Page 23: You would do the de novo annotation completely without reference (which is probably the best for "de novo")? However, the transcripts then have some cryptic names or would you still try to reconcile in the end, to which reference transcripts the ones you have match the best?

Is it denovo without reference the best denovo? I don't have a opinion about this, but I think having the reference helps with the specificity and sensitivity, if the model trascriptome is well built (human, mouse), but I would have to do some systematic analysis with the SIRVs to be correct

Sorry if it seemed as if I know that "reference-free" de novo is the best; honestly, I simply don't know! I also think having a reference will probably help, I just remember from my StringTie Adventures that implementing the reference again at some point was unfortunately not that super straightforward as I had hoped.

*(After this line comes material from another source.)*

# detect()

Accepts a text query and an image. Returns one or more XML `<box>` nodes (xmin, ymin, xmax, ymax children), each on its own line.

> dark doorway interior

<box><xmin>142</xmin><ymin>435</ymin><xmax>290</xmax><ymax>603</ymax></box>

Did you check how the SIRV Benchmark (Page 20) gets "better" with using Baltica? For the left plot (Recall vs. 1-specificity) leafcutter seems to be already almost perfect, only a small recall deficit (which might get better with Baltica?)

Christoph also suggested that, I will do. I am very confident I wont make the recall better, but maybe the Specificity

Along the same line, wouldn't it be the "ultimative" goal to use the best combination of tools or is this too simple since the SIRVs only give 69 transcripts variants?

There is no warranty that the best combinations of tools would generalize to other datasets, advantage using the SIRVs vs simulated dataset is punctual, but, in my opinion, important

We can further discuss this if you want

As we discussed at some other point, probably it really depends on how Baltica performs, until you/we can draw any conclusions. If you want/like keep me updated on the progress :)

I will start this week to try to "install" baltica, I will let you know which questions or problems arise.